Currently, bin/remote runs ssh -q ... -- bin/bastion ... which runs ssh -q ... -- ....
The -q flag suppresses annoying routine output, mostly about "Permanently added host X to known hosts". However, it also suppresses useful error output when things go wrong.
It's also vaguely bad that we're using -o StrictHostKeyChecking=no. It would be better to know the host keys (they're knowable) and use -o StrictHostKeyChecking=yes.
One general issue is that we probably don't want to check in a big everything.txt file with a list of every host and key since this makes deployment a mess that depends on git. So we either need to check in a general-purpose file which covers everything broadly, or generate a purpose-built file before each invocation of ssh.
When a file looks like this:
hostname.phacility.net <key>
...ssh tries to add a 1.2.3.4 <key> line when it connects, and emits a notice. This can be disabled with -o CheckHostIP=no, which gets us a little bit of the way there.
We can also use wildcards in hostnames, so we could do this:
bastion*.phacility.net <bastion-key> web*.phacility.net <web-key>
...and so on.
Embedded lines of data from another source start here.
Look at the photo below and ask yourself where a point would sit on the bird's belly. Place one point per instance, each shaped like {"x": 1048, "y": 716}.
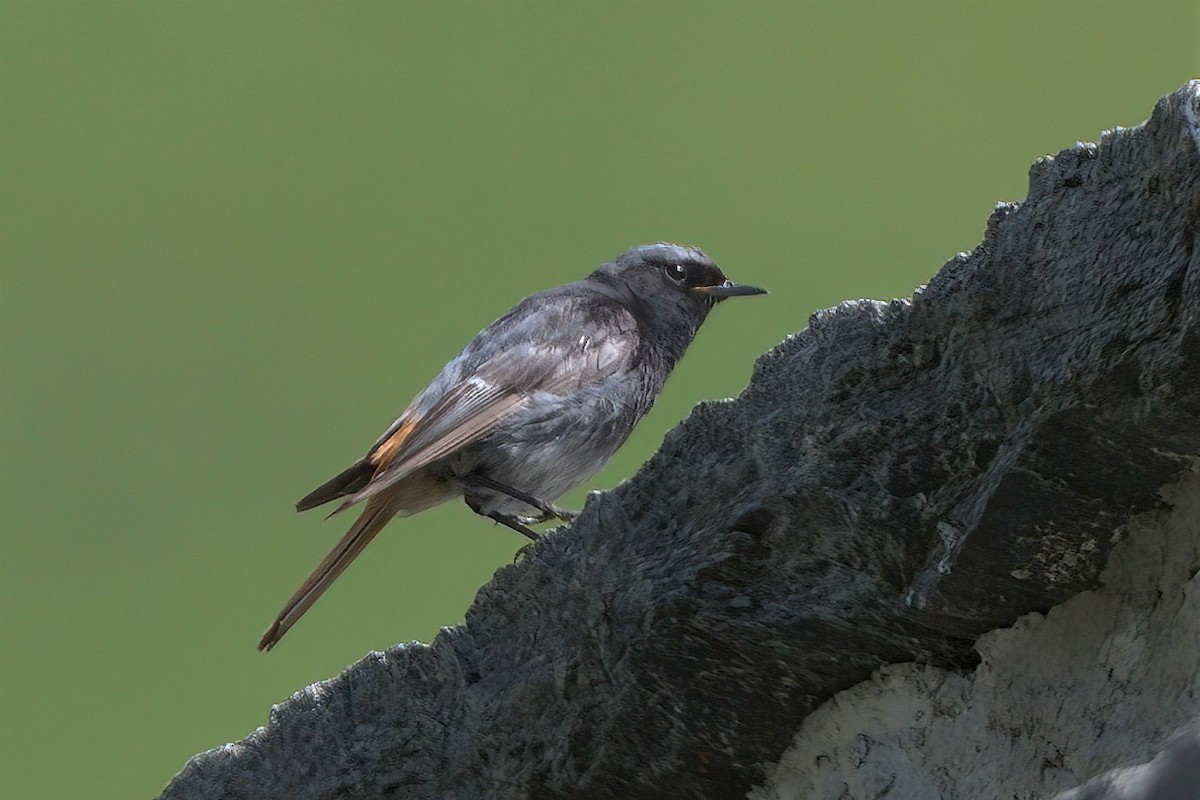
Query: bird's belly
{"x": 550, "y": 453}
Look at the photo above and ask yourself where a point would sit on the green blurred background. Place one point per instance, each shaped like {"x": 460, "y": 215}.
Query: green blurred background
{"x": 237, "y": 238}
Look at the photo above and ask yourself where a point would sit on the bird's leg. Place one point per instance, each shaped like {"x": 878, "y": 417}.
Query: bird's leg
{"x": 549, "y": 510}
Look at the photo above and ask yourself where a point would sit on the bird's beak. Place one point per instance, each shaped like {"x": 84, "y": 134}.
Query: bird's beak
{"x": 730, "y": 289}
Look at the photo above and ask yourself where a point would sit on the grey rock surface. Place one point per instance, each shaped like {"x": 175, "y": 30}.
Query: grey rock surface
{"x": 897, "y": 480}
{"x": 1173, "y": 775}
{"x": 1102, "y": 679}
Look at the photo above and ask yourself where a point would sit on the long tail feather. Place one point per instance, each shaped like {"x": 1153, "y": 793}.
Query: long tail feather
{"x": 348, "y": 481}
{"x": 371, "y": 522}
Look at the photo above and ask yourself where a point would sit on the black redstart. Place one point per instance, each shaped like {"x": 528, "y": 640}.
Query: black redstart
{"x": 534, "y": 404}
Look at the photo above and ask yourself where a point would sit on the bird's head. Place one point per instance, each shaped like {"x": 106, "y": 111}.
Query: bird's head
{"x": 673, "y": 281}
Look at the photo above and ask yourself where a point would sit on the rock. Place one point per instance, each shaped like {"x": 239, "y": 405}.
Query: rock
{"x": 1173, "y": 775}
{"x": 898, "y": 480}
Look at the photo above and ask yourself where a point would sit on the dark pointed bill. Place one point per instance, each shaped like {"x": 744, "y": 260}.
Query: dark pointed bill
{"x": 730, "y": 289}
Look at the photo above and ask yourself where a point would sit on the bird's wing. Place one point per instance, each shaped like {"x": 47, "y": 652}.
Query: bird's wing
{"x": 550, "y": 343}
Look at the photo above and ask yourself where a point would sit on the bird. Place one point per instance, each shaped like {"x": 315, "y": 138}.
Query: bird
{"x": 532, "y": 407}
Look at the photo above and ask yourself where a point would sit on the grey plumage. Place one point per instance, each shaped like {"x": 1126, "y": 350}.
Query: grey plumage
{"x": 533, "y": 405}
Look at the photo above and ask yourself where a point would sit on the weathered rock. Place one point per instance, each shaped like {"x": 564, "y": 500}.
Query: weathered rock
{"x": 898, "y": 480}
{"x": 1099, "y": 680}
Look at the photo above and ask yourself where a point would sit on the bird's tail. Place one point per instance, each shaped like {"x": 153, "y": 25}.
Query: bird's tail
{"x": 372, "y": 519}
{"x": 348, "y": 481}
That feels a little janky but maybe it's OK?
We also currently don't install consistent keys on hosts. We do present a consistent key to git clone ..., but do so by specifying HostKey in the VCS SSHD, not by overwriting /etc/ssh/... on the system.
It's also theoretically sort-of good that each host have its own key?
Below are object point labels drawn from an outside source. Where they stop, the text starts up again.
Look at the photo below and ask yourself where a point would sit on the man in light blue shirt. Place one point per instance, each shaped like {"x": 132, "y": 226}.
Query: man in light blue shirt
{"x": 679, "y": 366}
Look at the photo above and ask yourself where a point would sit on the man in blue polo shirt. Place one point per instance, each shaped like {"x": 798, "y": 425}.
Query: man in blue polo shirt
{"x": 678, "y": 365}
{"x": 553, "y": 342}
So we could probably go down two paths:
- Normalize keys: install the same key on every host, or on all hosts of a given type. Then write a wildcard file and check it into Git since it would rarely need to be updated (only when we add new tiers or cycle keys for some reason).
- Keep unique keys: Stick with whatever unique key the host comes up with (or generate a new one) but give each host a unique key either way. Before connecting, bin/remote writes a temporary file with exactly the hostname and IP it expects, then uses -o UserKnownHostsFile to point ssh at that file. By writing a file immediately before use, we don't need to keep a giant list of every host/key in git.
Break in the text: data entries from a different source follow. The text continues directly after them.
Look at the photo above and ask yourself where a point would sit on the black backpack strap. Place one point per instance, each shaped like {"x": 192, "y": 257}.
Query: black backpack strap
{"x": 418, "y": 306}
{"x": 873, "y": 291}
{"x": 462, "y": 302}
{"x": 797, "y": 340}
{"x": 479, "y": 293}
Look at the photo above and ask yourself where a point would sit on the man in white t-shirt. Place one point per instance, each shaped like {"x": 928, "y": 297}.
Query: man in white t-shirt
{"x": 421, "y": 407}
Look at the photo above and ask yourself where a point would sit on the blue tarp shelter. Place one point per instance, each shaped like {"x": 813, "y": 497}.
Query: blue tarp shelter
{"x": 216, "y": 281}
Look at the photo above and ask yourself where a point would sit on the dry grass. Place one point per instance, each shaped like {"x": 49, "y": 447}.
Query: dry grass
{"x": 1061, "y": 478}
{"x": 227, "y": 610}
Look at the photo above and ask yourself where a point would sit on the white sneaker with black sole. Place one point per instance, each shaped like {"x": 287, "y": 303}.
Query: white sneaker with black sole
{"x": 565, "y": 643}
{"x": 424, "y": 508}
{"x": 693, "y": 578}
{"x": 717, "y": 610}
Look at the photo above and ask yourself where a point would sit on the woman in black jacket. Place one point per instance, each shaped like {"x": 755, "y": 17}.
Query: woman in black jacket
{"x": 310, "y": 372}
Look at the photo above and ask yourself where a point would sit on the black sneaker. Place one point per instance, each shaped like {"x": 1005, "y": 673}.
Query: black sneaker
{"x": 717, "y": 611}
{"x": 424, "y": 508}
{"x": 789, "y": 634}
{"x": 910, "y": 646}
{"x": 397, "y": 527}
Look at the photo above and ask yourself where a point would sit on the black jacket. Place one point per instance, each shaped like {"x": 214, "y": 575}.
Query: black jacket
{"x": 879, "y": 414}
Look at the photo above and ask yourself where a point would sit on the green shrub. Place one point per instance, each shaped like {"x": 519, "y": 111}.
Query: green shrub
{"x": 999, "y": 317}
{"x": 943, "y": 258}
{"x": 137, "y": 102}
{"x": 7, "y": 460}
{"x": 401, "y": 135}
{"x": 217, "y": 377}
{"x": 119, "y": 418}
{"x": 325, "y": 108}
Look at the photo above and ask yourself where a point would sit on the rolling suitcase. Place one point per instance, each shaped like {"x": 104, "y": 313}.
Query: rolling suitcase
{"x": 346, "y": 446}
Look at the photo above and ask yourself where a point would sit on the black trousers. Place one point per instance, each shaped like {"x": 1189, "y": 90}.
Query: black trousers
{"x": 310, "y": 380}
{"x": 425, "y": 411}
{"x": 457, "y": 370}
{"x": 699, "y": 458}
(2) seems a little better in some sense and is "more correct", but I'm not sure it reaaaaally defuses any meaningful attack compared to per-tier-class keys?
(2) is also a bit trickier because it means bin/bastion must also generate a file on the bastion host. Since anything generating a file probably needs to make a service call to Almanac to figure out the public key, this might add a significant bit of overhead (one local call, then one call on the bastion) compared to normalizing keys per tier and storing them in git.